It’s pretty apparent at this stage of Hell on Wheels’ first season that the show isn’t very good at being what it wants to be. It’s got big ideas on its mind, but has continually failed to put those big ideas to any sort of meaningful or compelling use. But when the show ditches its feigned depth and delivers something a little more straightforward, it’s actually a decent watch. This week’s episode does just that, returning to part of what made “Immortal Mathematics” work so well – a genuine, gritty face off between two characters.
The big fight between Cullen and Elam, a result of Durant’s desperate need to draw attention away from his inability to pay his workforce, was quite a thrill to watch unfold, even if everything else surrounding it was business as usual. It was brutal, unpredictable, and, probably for the first time in the show’s run, yielded an outcome with consequences that are anyone’s guess. Hell on Wheels seems to work best when it’s in moments such as this, when the big ideas surrounding the show are muted and it is truly, purely, in the moment.
Which makes it all the more frustrating that the other plot threads are such a drag. Reverend Cole and Black Moon travel to a Cheyenne campground to warn them of an inevitable war with Union soldiers – a plot that does little to relieve the feeling these two are in their own show. Worse yet is the introduction of a new character in a show with too many of them – Cole’s daughter, Ruth (Kasha Kropinski). She’s sidelined almost as quickly as she’s introduced – calling into question why the writers have chosen to bring her in in the first place. It doesn’t help at all that she’s a character tied to the Cole and Black Moon storyline – it’s arguably the show’s worst offender when it comes to wheel-spinning, and this week was no different.

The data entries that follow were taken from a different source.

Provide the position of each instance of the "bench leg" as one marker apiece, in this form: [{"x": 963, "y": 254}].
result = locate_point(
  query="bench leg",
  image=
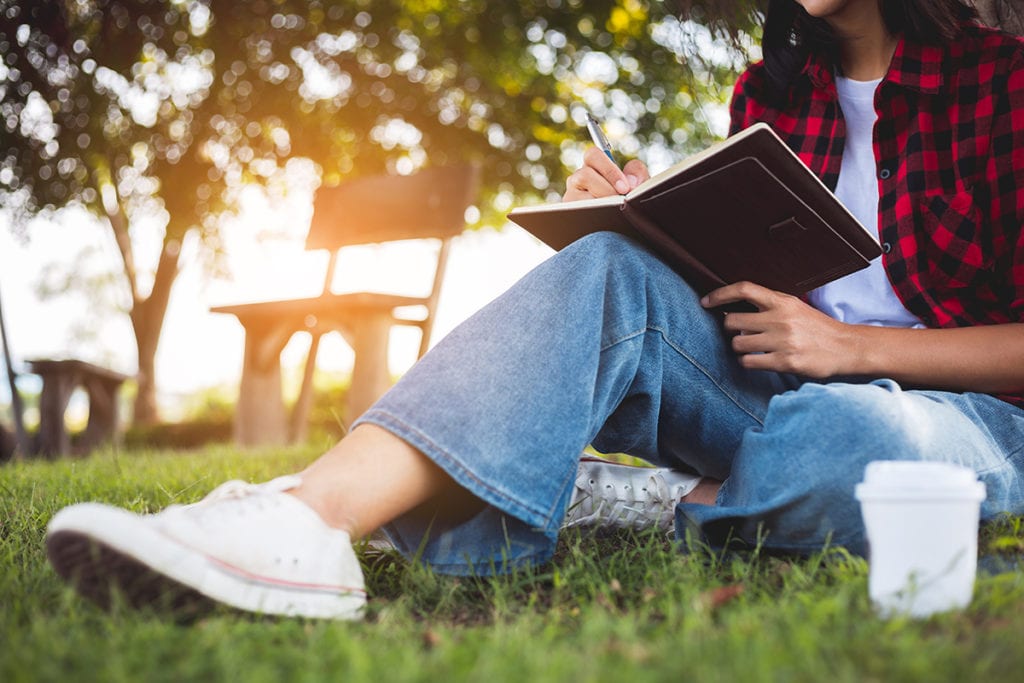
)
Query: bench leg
[
  {"x": 371, "y": 377},
  {"x": 53, "y": 437},
  {"x": 102, "y": 425}
]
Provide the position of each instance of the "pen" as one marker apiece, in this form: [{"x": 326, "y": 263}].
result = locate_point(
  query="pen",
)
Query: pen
[{"x": 596, "y": 134}]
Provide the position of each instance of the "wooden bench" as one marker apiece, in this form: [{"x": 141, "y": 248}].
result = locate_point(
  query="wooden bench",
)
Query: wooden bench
[
  {"x": 60, "y": 378},
  {"x": 430, "y": 204}
]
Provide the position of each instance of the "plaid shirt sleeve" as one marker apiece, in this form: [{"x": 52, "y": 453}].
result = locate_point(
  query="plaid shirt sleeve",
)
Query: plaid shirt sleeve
[{"x": 949, "y": 155}]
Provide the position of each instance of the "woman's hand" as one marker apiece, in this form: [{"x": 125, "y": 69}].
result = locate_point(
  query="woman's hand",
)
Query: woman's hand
[
  {"x": 600, "y": 177},
  {"x": 785, "y": 334}
]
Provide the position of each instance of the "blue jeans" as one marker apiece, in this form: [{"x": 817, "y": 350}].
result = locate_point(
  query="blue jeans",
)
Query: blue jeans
[{"x": 603, "y": 344}]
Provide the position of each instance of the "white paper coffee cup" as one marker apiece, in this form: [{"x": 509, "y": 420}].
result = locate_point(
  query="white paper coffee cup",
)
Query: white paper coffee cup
[{"x": 922, "y": 524}]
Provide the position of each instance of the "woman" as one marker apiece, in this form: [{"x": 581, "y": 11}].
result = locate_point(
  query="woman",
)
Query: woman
[{"x": 915, "y": 117}]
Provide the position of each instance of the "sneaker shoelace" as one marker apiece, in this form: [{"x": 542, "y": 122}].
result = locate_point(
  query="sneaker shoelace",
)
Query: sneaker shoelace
[
  {"x": 242, "y": 493},
  {"x": 651, "y": 505}
]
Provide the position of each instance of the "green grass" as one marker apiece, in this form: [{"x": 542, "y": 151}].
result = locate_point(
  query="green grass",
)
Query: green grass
[{"x": 621, "y": 607}]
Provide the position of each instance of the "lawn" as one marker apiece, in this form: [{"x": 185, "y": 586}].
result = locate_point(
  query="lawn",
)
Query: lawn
[{"x": 611, "y": 607}]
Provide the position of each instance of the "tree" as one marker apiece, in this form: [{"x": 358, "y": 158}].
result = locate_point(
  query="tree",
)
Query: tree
[{"x": 131, "y": 108}]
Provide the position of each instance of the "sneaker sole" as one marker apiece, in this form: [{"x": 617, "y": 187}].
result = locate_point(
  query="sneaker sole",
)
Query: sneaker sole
[{"x": 148, "y": 568}]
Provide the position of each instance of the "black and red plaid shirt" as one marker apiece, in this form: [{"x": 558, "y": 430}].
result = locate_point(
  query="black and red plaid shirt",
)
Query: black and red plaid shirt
[{"x": 949, "y": 154}]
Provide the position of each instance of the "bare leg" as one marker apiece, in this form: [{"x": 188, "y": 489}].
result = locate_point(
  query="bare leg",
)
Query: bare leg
[{"x": 372, "y": 476}]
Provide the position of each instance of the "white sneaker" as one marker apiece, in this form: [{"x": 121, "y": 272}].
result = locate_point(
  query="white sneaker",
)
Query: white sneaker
[
  {"x": 608, "y": 494},
  {"x": 249, "y": 546}
]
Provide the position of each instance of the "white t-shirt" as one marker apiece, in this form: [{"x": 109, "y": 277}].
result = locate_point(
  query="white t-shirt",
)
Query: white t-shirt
[{"x": 864, "y": 297}]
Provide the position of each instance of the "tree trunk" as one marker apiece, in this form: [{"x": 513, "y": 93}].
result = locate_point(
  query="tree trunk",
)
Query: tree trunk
[
  {"x": 147, "y": 322},
  {"x": 1006, "y": 14}
]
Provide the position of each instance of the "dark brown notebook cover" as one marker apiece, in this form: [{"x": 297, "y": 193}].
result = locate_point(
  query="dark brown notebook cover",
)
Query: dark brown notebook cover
[{"x": 743, "y": 209}]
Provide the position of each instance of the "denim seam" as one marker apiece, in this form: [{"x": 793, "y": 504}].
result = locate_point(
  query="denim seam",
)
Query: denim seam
[
  {"x": 455, "y": 467},
  {"x": 688, "y": 357}
]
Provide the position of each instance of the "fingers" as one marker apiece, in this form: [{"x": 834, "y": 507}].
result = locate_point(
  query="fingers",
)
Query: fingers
[
  {"x": 636, "y": 172},
  {"x": 598, "y": 177}
]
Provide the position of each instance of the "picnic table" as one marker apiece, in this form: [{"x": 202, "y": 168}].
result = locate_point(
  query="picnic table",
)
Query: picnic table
[{"x": 60, "y": 378}]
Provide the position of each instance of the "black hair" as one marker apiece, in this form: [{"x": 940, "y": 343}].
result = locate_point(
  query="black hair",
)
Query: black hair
[{"x": 791, "y": 35}]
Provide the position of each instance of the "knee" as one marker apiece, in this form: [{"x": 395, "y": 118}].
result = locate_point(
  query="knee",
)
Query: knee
[
  {"x": 862, "y": 422},
  {"x": 604, "y": 248}
]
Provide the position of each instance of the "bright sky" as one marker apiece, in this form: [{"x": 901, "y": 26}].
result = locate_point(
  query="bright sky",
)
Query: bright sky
[{"x": 200, "y": 349}]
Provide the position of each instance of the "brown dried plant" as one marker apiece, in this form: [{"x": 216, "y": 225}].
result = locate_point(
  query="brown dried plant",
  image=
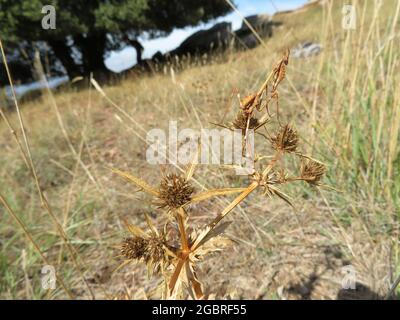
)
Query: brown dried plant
[{"x": 176, "y": 259}]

And then there’s the time we spend with Durant and Lily Bell. Bell’s been withholding the fact that she’s in possession of the maps Durant has been after since the start of the series – maps that reveal a way to get the railroad through the Rocky Mountains. Bell finally choses to show her hand in this chapter, but to what gain isn’t revealed. Their interaction is supposed to be a battle of opposites –Durant’s loud, clumsy forwardness as the antithesis of Bell’s quieter, slyer nature, but I’m not sure I’m buying it. Bell’s done very little to prove she can be a player – after all, she’s spent the majority of these episodes in a fairly helpless state. And Durant, despite his over the top demeanor, has still made moves that display a certain level of skill in both manipulation and awareness. It seems strange he’d fall for Bell’s deceit – especially given the constant interest she’s had over the maps and their value during her time with Durant. Maybe it’s sloppy writing, maybe the creators have something up their sleeve, but given what we’ve seen of the show so far, I’m not counting on the latter.

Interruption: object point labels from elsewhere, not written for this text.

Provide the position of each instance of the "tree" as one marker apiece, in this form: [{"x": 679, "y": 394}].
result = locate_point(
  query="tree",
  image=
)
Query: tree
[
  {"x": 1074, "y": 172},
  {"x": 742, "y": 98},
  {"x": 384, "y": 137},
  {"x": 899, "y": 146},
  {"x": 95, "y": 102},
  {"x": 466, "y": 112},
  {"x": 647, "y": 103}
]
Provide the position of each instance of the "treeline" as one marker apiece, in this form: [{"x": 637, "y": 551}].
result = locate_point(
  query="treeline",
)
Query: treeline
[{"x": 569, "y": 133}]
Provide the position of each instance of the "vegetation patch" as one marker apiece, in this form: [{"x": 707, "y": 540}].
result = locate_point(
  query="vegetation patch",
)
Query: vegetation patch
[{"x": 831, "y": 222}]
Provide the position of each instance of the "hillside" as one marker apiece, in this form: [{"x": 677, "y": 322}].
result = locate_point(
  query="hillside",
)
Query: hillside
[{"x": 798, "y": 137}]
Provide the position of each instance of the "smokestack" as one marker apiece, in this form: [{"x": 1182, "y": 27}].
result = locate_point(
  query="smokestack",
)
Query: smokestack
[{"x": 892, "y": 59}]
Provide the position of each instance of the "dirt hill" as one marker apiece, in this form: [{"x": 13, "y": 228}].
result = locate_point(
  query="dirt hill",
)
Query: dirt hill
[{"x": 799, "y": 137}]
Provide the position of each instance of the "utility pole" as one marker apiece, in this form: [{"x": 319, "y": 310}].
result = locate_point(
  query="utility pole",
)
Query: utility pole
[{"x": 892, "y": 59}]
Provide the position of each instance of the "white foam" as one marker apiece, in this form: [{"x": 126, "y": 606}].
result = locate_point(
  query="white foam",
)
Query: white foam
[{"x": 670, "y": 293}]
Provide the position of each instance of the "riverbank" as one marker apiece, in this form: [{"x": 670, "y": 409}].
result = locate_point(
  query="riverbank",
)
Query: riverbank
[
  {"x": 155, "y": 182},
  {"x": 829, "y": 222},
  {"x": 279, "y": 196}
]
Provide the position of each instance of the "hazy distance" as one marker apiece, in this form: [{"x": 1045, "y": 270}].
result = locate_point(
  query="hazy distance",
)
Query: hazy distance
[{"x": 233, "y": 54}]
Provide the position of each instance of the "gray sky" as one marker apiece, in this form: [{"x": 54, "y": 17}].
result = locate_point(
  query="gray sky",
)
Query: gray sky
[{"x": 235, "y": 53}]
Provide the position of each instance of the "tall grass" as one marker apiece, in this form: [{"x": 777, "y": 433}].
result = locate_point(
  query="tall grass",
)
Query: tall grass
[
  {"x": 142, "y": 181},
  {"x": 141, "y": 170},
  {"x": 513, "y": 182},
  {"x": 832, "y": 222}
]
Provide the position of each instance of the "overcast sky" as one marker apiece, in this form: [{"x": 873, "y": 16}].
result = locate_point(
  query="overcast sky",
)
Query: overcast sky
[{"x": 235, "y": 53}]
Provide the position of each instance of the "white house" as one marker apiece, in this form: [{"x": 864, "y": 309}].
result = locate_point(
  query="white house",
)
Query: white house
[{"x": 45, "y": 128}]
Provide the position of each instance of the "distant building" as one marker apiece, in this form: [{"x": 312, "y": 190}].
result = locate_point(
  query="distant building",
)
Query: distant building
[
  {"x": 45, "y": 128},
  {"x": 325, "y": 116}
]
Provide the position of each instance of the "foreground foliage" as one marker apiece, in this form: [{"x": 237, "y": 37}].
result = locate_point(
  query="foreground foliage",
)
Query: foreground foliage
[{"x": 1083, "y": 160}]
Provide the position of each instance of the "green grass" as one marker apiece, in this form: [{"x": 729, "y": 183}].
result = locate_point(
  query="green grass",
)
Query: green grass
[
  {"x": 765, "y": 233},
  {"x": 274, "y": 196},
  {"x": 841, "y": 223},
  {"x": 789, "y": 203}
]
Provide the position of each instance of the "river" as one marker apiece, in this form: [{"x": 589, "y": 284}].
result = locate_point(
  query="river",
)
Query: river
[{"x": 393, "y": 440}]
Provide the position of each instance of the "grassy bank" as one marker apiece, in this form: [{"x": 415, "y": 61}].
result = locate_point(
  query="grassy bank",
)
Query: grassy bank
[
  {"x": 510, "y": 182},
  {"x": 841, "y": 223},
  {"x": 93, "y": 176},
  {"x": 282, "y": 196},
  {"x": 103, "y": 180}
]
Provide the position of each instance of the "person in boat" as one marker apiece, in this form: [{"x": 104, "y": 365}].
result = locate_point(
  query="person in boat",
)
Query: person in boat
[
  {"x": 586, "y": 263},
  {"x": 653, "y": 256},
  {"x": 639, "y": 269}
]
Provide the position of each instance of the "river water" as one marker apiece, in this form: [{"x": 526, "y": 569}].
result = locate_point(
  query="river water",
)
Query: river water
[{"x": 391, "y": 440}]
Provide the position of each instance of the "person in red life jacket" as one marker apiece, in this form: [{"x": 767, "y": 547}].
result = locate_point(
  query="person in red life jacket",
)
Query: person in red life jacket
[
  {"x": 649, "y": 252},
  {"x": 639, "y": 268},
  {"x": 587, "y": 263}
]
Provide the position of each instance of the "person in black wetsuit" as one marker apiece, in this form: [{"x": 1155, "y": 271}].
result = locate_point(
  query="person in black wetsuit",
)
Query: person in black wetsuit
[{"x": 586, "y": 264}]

Finally, the episode continues to develop a plotline I’ve touched on fairly infrequently, the story of the two Irish brothers. Much like the plot thread of Cole and Black Moon, the brothers’ story has felt pretty dead in the water – doing nothing for the show except taking time away from its more intriguing aspects. These detours are a large part of why Hell on Wheels has felt like a show without a center – its focus is constantly being pulled in numerous different directions. Again, a big reason the Cullen and Elam fight worked so well was it was one of the few times the show chose to stay in the moment – a moment that moved away from lofty ideas and instead chose to be much more primal. I said last week that the best we can probably hope for this show is that it injects a little bit of life into itself. As it turns out, there’s a deeper element to that. If Hell on Wheels doesn’t have what it takes to be a top-tier drama, this week’s showdown proved it can still be fairly watchable when it sticks with more surface-level forms of entertainment. If it drops the pseudo-intellectualism and starts kicking up the action, it may very well turn into something worthwhile.